A narrative gradually unfolds of a female character who spends quarantine in London with a near-unknown person and over the course of those weeks tells to him what occurred to her a ten years before, when she agreed to an offer from a figure who professed to be the devil to grant all her wishes, so long as she didn't doubt his motives. As the elements of the two stories become more interwoven, we begin to suspect that they are identical—or at minimum that the identity of T is legion, for there are devils all around.
Another blaze is present: an ardent, compelling commitment to writing as a form of activism
Pacts and Consequences: A Literary Examination
Literature instruct us that it is the devil who does deals, not a divine being, and that we engage in them at our peril. But what if the narrator herself is the devil? A third narrative comes finally to light—the account of a girl whose childhood was marred by mistreatment and who was placed in a psychiatric hospital, under pressure to conform with social expectations or endure more of the same. “[The devil] understands that in the scenario you've created for it, there are a pair of outcomes: surrender or stay a monster.” A alternative path is finally unveiled through a series of poems to the darkness that are simultaneously a rallying cry against the forces of capital.
Connections and Readings: From Fiction to Reality
Numerous British readers of Nordenhof's Scandinavian Star books will think right away of the London tower fire, which, though unintentional in origin, bears similarities in that the ensuing disaster and fatalities can be attributed at in part to the dangerous trade-off of putting profit over people. In these first two books of what is planned to be a seven-book sequence, the fire on board the ship and the chain of deceptive transactions that culminated in mass murder are a sinister background element, revealing themselves only in brief flashes of detail or implication yet casting a growing shadow over everything that occurs. Certain readers may doubt how far it is possible to interpret this volume as a independent work, when its purpose and meaning are so intricately bound into a broader narrative whose final form, at present, is unknowable.
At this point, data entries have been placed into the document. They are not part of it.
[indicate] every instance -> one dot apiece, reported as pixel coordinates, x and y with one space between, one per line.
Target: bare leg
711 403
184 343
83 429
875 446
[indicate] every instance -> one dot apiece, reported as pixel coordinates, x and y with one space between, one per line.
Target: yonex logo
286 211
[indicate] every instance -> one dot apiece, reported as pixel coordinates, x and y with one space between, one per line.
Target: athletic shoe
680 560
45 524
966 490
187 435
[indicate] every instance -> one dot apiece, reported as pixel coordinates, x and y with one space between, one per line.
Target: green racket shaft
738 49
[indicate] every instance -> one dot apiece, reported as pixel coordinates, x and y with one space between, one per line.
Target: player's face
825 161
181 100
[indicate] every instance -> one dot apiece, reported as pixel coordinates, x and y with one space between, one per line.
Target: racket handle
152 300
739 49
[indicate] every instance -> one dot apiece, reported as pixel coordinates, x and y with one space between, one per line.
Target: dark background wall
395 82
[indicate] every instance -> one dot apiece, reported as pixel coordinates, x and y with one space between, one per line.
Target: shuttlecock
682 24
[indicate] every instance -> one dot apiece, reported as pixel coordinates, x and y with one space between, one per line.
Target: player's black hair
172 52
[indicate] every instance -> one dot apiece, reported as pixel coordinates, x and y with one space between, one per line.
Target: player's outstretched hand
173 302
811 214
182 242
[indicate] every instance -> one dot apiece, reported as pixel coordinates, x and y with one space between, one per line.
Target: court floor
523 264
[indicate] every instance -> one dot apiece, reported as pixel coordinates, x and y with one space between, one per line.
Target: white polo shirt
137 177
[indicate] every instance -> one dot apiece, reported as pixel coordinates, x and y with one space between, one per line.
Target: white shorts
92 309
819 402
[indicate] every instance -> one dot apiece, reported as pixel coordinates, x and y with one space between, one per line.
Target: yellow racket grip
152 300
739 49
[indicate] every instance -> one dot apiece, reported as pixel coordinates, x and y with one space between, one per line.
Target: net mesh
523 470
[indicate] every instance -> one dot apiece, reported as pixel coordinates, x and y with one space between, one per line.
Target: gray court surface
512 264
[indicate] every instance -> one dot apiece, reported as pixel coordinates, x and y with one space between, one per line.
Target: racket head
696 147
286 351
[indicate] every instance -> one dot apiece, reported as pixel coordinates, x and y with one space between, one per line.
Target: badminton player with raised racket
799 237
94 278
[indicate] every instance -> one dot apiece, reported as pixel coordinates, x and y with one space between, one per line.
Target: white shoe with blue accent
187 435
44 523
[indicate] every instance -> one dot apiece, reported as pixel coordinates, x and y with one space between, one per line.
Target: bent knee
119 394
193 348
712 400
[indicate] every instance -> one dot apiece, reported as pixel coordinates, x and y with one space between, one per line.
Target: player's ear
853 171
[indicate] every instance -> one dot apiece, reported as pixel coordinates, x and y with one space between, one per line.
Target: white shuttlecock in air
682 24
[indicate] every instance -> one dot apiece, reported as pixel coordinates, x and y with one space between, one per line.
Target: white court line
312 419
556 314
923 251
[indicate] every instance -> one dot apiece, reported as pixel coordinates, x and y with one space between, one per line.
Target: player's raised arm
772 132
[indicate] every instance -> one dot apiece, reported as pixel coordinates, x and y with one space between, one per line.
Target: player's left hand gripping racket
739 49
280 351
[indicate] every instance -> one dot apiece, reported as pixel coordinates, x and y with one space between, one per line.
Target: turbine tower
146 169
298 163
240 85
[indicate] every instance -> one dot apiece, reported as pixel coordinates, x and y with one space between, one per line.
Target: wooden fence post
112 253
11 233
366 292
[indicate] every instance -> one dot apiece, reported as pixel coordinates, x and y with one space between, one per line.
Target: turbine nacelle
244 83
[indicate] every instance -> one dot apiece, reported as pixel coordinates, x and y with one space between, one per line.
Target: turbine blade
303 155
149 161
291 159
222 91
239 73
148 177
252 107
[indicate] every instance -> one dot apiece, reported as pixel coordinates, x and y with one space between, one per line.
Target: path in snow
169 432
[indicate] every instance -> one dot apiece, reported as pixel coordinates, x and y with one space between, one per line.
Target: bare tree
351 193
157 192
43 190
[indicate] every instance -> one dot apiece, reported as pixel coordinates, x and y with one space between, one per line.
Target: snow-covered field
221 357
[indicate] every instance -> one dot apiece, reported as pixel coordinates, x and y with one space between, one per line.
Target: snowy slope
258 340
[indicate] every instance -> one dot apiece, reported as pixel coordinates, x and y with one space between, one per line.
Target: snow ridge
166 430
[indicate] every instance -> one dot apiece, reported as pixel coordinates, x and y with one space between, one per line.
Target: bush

Innovative Prose: Art and Morality Fused
There will be others—and I count myself as among them—who will become enamored with the author's project purely as written art, as truly experimental literature whose moral and creative intent are so deeply interlinked as to make them inseparable. “Write poems / for we require / that as well.” Another kind of blaze exists: an intense, magnetic devotion to the craft as a statement. I intend to continue to follow this literary journey, wherever it goes.